Aktor Reza Rahadian (yang menjadi jualan favorit para sineas dan pernah menjadi siapa saja dalam film-film — BJ Habibie, Benyamin S, bos perusahaan yang konyol dan entah siapa lagi), tampaknya lebih tertarik menjadi dirinya sendiri; ia terlihat sangat kurang mempelajari dan menghayati tokoh Ramadhan KH dan profesinya.
Dan dengan kualitas naskah yang menyedihkan serta ketersediaan para aktor seperti itu, rupanya Sutradara Agus Noor tidak punya banyak pilihan — mungkin juga gairah — untuk menghadirkan penyutradaraan yang memadai.Dengan tata rias panggung yang sederhana dan baik, juga tata cahaya yang bagus, ilustrasi musik yang didominasi perkusi pada umumnya sulit dirasakan persambungan nadanya dengan adegan.
Maka satu-satunya yang membekas pada penonton adalah kejengkelan yang sangat susah untuk diredam.
Kejengkelan itu makin terasa jika kita ingat betapa dramatis perjalanan bisnis dan hidup William Soeryadjaya, seperti terekam cukup lengkap dalam buku, sebagaimana diceritakan sendiri oleh Pak William.
Dua Strategi Gampang
Sebetulnya sedikitnya ada dua “strategi gampang” bagi penulis yang mendasarkan naskahnya pada buku semacam ini.
Pertama, yang lebih mudah, adalah memilih dan menampilkan sisi-sisi dramatik dalam biografi subjek — sejalan dengan rukun standar dalam seni pertunjukan. Untuk kasus William Soeryadjaya, sisi-sisi ini pastilah cukup banyak yang layak dipetik dari buku setebal hampir 500 halaman.
Misalnya, Peristiwa 15 Januari 1974 (Malari); suatu kegemparan besar yang dituturkan dalam bab tersendiri dalam buku, yang menjadikan William Soeryadjaya sebagai salah satu sasaran utama, karena dia adalah importir dan agen utama Toyota dalam demonstrasi besar anti produk Jepang itu. Dalam drama, kasus Malari tidak sedikit pun disinggung.
Kedua, dengan mentransendensikan apa yang tertulis dalam buku; dengan mengelaborasi, mengintensifkan ataupun memperkaya dan memperluas makna dan konsekuensi dari suatu peristiwa, sepanjang penulis memahami, menghayati dan setia pada substansi peristiwanya.
Pementasan drama (atau film) bukanlah reproduksi mekanis atas teks buku (atau realitas), bahkan kalaupun ia didasarkan pada sebuah memoar/biografi. Penulis naskah tidak perlu kuatir sajiannya meleset/menyimpang dari teks buku.
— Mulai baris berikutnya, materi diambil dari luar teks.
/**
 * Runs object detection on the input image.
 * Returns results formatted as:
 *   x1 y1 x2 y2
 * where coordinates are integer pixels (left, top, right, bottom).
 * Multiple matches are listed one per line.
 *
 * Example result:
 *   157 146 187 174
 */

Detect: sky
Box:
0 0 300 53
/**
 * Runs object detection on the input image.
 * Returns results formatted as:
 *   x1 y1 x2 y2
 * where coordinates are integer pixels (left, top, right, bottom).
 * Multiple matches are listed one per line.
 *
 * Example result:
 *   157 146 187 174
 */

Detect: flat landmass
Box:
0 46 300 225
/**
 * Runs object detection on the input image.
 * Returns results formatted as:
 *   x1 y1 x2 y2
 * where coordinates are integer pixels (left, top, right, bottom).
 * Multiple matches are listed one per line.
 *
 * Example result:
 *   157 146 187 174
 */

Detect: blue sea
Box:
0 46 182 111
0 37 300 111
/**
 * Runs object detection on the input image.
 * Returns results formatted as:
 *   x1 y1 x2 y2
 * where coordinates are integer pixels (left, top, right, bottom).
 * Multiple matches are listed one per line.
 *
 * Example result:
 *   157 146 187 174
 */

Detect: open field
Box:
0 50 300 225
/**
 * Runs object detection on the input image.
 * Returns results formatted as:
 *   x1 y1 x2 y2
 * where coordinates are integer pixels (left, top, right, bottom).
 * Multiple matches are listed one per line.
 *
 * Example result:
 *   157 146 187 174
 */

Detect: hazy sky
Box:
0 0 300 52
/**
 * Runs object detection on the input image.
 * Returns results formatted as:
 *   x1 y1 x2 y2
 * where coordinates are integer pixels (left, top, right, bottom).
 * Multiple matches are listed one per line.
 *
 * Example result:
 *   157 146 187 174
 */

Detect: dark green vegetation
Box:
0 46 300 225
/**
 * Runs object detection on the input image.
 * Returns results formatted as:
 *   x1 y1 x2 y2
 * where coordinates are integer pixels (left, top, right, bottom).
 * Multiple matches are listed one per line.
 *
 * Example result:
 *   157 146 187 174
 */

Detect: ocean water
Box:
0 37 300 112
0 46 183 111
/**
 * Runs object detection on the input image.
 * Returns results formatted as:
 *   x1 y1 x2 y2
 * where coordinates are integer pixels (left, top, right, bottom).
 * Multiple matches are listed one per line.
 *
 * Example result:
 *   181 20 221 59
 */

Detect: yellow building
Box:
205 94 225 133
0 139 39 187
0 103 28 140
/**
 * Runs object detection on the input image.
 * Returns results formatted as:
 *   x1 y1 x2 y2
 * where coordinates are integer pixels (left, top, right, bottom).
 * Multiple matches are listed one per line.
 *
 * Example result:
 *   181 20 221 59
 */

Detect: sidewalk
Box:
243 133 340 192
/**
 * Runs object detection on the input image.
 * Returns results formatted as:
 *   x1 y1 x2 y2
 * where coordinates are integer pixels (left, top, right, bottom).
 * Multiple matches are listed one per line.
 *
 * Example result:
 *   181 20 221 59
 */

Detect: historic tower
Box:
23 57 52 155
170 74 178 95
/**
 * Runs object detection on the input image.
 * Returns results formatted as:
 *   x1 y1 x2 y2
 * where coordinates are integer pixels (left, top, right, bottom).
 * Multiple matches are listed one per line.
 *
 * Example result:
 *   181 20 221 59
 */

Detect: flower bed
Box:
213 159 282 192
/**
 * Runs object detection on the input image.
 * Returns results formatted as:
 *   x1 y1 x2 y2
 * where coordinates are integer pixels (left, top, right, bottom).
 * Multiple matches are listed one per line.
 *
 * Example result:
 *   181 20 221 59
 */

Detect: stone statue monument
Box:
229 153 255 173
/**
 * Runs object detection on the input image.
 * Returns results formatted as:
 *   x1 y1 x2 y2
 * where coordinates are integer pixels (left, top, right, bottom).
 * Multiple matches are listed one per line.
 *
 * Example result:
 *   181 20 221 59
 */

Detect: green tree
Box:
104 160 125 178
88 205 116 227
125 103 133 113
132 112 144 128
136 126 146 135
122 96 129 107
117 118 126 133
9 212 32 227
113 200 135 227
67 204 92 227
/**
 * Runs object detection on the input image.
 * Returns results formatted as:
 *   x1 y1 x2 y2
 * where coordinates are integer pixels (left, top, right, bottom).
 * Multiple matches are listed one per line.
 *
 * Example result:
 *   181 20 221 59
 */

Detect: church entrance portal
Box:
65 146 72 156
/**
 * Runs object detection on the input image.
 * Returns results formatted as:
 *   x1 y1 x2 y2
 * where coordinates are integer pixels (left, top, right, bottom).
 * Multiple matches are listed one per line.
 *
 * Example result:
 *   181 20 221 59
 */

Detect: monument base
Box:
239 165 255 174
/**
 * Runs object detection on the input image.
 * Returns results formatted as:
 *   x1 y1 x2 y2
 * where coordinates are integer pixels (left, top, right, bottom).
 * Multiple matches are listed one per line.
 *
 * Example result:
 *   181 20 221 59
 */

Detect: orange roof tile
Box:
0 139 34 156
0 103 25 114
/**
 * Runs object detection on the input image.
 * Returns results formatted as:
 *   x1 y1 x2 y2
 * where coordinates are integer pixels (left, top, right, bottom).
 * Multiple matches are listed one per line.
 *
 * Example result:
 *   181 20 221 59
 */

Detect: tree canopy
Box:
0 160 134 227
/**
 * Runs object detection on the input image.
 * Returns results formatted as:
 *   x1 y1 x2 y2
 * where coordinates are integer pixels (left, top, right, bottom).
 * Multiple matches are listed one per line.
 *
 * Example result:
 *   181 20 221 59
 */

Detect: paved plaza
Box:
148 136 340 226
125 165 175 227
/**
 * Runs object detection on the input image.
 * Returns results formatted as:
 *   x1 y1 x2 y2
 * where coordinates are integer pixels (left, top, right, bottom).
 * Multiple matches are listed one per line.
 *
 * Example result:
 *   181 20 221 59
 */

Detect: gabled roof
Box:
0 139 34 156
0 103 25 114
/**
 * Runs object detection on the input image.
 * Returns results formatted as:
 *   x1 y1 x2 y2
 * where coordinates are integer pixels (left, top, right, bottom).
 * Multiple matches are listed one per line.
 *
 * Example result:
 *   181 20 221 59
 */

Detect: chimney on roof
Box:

Keduanya, buku dan drama/film, memang adalah dua peristiwa yang berbeda, meski berhubungan.
Justeru dengan secara sengaja menghindari reproduksi mekanis itulah sebuah tontonan yang dibuat berdasarkan buku berpeluang untuk menghadirkan pemaknaan yang lebih kaya.
Sejarah, tentu saja juga sejarah personal, tidak pernah hanya terdiri dari fakta. Sejarah selalu merupakan paduan antara fakta dan interpretasi. Apalagi jika kita ingat bahwa di dalam apa yang disebut “fakta” pun niscaya terkandung elemen interpretasi, terutama jika fakta yang disajikan itu telah terjadi di masa lampau yang jauh.
Sayang sekali, semua itu absen dari drama tentang seorang kapten industri yang kebesaran kerajaan bisnisnya justeru semakin meningkatkan humanismenya, dan orang yang mungkin paling tak menyukainya pun harus mengakui reputasi tingginya yang menimbulkan rasa hormat.